As with any investment, the electric scooter market requires upfront cash and plenty of risk tolerance. Huge growth is possible–even likely–but far from inevitable. The bottom bottom could fall out of the industry entirely, and there are plenty of company-specific risks, too.
That’s no different from any other growth investment, of course, but it’s important to understand before jumping in.
But if you’re into electric scooters for their own sake, then there are several more entrepreneurial ways to turn your interest and knowledge into money. Most require limited money and risk, but ample time and tenacity.
Sell parts and spares online
You may or may not realize that a great deal of what you buy on Amazon comes from third-party sellers. Sometimes, they’ve simply purchased existing products in bulk to resell. Other times, they’ve actually designed something from the ground up and worked with a large manufacturer to offer it under a proprietary brand (“private label”).
That’s as true with electric scooters as with any other product category.
If you see growing demand for simple and readily available parts, then what’s to stop you from following that same business model? Granted, it takes money and involves risk. But also exposes you more directly to market growth than, say, in a gargantuan corporation whose vast portfolio just so happen to include a scooter rental service.
Design the accessories you wish existed
Let’s take that idea a step further.
Is there a scooter accessory you can’t believe nobody has made yet? Or does a common part cause headaches that would be a cinch to solve?
If so, then consider filling that gap with a design of your own. 3D printing is a cheap and quick way to test your design, especially if you can get access to a shop, “makerspace,” or other setting with high-end equipment.

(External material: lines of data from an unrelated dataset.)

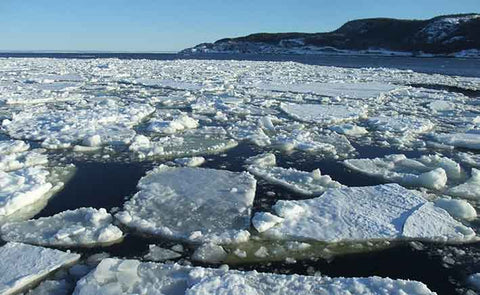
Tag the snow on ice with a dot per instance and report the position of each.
(22, 265)
(387, 212)
(81, 227)
(192, 204)
(115, 276)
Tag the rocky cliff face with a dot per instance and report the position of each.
(443, 35)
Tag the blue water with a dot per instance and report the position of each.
(98, 184)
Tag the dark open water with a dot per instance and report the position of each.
(106, 185)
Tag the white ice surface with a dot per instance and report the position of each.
(192, 204)
(21, 188)
(156, 253)
(13, 146)
(353, 90)
(323, 114)
(80, 227)
(461, 140)
(114, 276)
(190, 143)
(15, 161)
(470, 189)
(427, 171)
(383, 212)
(110, 119)
(22, 265)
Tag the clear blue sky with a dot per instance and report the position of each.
(148, 25)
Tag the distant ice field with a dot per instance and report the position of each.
(274, 166)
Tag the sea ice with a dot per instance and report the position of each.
(401, 124)
(470, 189)
(191, 143)
(190, 162)
(22, 265)
(61, 128)
(383, 212)
(345, 89)
(155, 278)
(81, 227)
(427, 171)
(306, 183)
(21, 188)
(171, 204)
(13, 146)
(156, 253)
(15, 161)
(461, 140)
(323, 114)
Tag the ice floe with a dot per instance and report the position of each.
(470, 189)
(203, 141)
(323, 114)
(81, 227)
(61, 128)
(306, 183)
(193, 204)
(23, 265)
(461, 140)
(114, 276)
(387, 212)
(156, 253)
(427, 171)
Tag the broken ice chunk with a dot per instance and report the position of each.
(457, 208)
(323, 114)
(13, 146)
(401, 124)
(177, 203)
(461, 140)
(387, 212)
(81, 227)
(470, 189)
(190, 162)
(349, 129)
(153, 278)
(21, 188)
(156, 253)
(22, 265)
(427, 171)
(207, 140)
(305, 183)
(15, 161)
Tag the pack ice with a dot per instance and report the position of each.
(81, 227)
(114, 276)
(22, 265)
(192, 204)
(109, 119)
(323, 114)
(207, 140)
(383, 212)
(25, 184)
(430, 171)
(306, 183)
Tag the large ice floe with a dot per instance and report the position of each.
(80, 227)
(110, 119)
(305, 183)
(203, 141)
(115, 276)
(427, 171)
(22, 265)
(192, 204)
(323, 114)
(387, 212)
(25, 183)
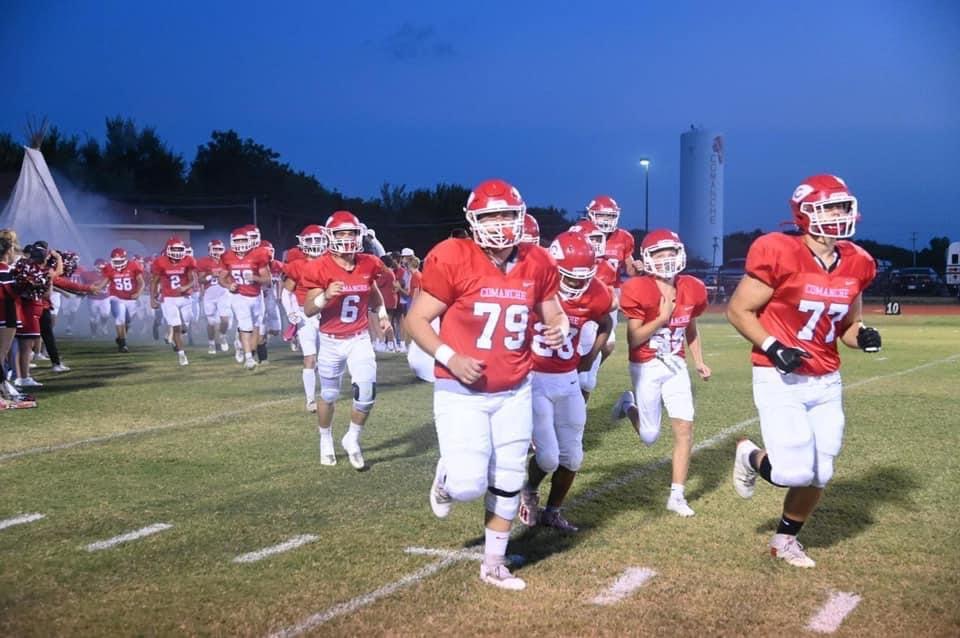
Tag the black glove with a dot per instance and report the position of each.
(868, 339)
(785, 359)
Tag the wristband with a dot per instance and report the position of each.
(443, 354)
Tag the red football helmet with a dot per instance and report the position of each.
(604, 211)
(494, 197)
(175, 249)
(240, 241)
(823, 206)
(118, 258)
(268, 246)
(576, 261)
(531, 230)
(343, 221)
(312, 241)
(253, 234)
(216, 248)
(665, 266)
(593, 234)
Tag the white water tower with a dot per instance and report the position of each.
(701, 194)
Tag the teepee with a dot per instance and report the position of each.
(36, 210)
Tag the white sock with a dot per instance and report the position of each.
(495, 547)
(353, 434)
(310, 384)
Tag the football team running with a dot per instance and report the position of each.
(512, 336)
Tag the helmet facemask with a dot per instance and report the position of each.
(345, 244)
(491, 231)
(835, 217)
(570, 278)
(606, 220)
(313, 244)
(665, 262)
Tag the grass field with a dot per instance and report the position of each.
(229, 460)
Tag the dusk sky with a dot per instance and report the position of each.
(561, 99)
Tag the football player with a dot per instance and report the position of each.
(662, 309)
(559, 409)
(604, 211)
(174, 279)
(342, 289)
(607, 276)
(800, 295)
(125, 283)
(214, 299)
(244, 272)
(270, 322)
(486, 289)
(99, 303)
(312, 245)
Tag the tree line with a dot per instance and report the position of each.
(134, 165)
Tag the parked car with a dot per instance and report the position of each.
(916, 281)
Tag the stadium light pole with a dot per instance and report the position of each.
(645, 163)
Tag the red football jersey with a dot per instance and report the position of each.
(123, 283)
(808, 302)
(293, 270)
(416, 282)
(242, 269)
(173, 274)
(488, 311)
(345, 314)
(293, 254)
(594, 304)
(606, 274)
(385, 281)
(208, 271)
(620, 246)
(640, 299)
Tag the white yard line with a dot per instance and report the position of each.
(286, 546)
(129, 536)
(415, 577)
(106, 438)
(833, 612)
(459, 554)
(366, 599)
(20, 520)
(632, 579)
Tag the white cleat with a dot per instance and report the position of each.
(500, 576)
(744, 476)
(354, 455)
(440, 502)
(529, 508)
(327, 454)
(678, 505)
(787, 548)
(619, 410)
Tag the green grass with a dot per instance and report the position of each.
(235, 468)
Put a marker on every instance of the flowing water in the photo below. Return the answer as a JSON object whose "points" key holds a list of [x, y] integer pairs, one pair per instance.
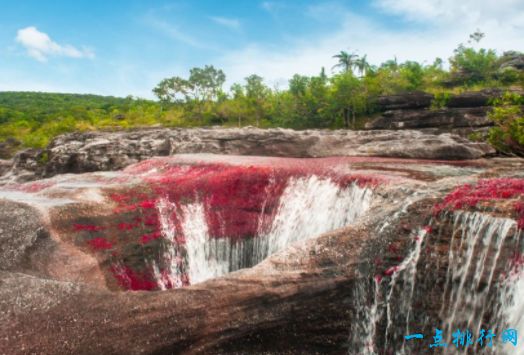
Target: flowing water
{"points": [[471, 295], [328, 207]]}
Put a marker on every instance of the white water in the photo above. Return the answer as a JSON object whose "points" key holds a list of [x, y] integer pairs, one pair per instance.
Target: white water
{"points": [[307, 208], [474, 253], [479, 235], [512, 304]]}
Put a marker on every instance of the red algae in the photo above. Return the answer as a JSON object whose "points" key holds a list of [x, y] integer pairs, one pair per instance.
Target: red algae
{"points": [[239, 202], [391, 270], [87, 227]]}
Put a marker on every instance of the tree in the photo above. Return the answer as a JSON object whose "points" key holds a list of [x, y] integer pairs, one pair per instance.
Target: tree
{"points": [[508, 134], [203, 86], [470, 66], [256, 94], [348, 97], [346, 61], [362, 65]]}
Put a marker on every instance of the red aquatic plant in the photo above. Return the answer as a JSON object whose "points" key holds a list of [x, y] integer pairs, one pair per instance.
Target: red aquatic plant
{"points": [[99, 243]]}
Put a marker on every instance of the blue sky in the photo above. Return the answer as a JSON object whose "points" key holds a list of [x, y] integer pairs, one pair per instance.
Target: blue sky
{"points": [[125, 47]]}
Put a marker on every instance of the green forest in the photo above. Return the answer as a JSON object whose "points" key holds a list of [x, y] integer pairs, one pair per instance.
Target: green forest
{"points": [[338, 97]]}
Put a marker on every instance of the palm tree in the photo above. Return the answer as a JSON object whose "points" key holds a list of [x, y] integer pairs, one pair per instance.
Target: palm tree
{"points": [[346, 61], [362, 65]]}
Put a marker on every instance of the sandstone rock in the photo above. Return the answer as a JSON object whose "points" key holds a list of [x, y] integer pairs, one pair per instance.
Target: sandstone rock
{"points": [[114, 150], [334, 293], [409, 100], [512, 59], [447, 118]]}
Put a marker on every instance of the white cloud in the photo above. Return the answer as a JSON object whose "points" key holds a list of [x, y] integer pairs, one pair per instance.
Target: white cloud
{"points": [[40, 46], [435, 37], [231, 23], [452, 11]]}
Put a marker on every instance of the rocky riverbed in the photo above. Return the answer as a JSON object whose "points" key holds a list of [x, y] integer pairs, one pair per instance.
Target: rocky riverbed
{"points": [[232, 254]]}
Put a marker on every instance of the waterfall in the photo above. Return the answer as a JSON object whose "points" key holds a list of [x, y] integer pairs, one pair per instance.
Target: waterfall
{"points": [[329, 207], [475, 236], [472, 293], [511, 298]]}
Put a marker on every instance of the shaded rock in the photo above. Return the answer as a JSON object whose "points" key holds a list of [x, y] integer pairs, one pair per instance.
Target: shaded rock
{"points": [[410, 100], [512, 59], [315, 296], [447, 118], [114, 150], [9, 147]]}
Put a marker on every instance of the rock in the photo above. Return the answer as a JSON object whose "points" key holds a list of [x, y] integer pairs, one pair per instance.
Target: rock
{"points": [[447, 118], [9, 147], [475, 99], [409, 100], [108, 151], [394, 267], [512, 59], [101, 151]]}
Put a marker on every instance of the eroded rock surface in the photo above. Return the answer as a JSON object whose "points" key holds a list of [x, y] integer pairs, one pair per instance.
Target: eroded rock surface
{"points": [[335, 291], [107, 151]]}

You can also work with a bigger manufacturer, but keep in mind that prototypes and inventory can eat up capital with no guarantee of a return. That’s especially true if your design would be the very first of its kind. In that case, low-cost 3D-printed prototypes strike me as a better choice.
Offer an uncommon but valuable service
Dedicated repair services are extremely hard to find, and shipping a scooter to the manufacturer to repair is very expensive.
If you have in-depth knowledge of scooter mechanics and electronics, then consider repairing them–for a decent fee, of course.
Drop-off services could work well in/near large cities, and a mobile service seems even more promising.
You may need tools and will certainly need an inventory of common spares. But unlike something you’ve invented from scratch, the above can usually be resold if you don’t need them.
By the way, consider using your technical know-how to pick up secondhand electric scooters and resell them at a premium. After all, the skills needed to repair others’ scooters are basically the same skills needed to fix and flip for yourself.
Create ultra-helpful industry & product info
As the electric scooter market grows, so will the questions people need answered. From reviews and buyer’s guides to how-to’s and FAQs, you can turn your firsthand experience into an endless amount of useful information.
Remember: usefulness and relevance brings eyeballs, and eyeballs bring revenue.
If you’re trying to monetize your interest with essentially no upfront costs, then this is easily the best way. Speaking as a blogger myself, be prepared for hard work, slow progress, and stiff competition!
We’ve seen that there are a few stocks with exposure to electric kick scooter rental. The upcoming Helbiz listing is the most direct, but also the most speculative. Scooter manufacturers are generally not accessible to individual investors, since those companies are mostly private and foreign.
If you’re optimistic about the electric scooter market, and are willing to put in the work, then I believe your own project will be the best investment. We’ve covered a few ideas, ranging from info/media projects to e-commerce and design.
Those of you who are entrepreneurially inclined will think of plenty of other ways to build a small business around this niche–and perhaps even a not-so-small one!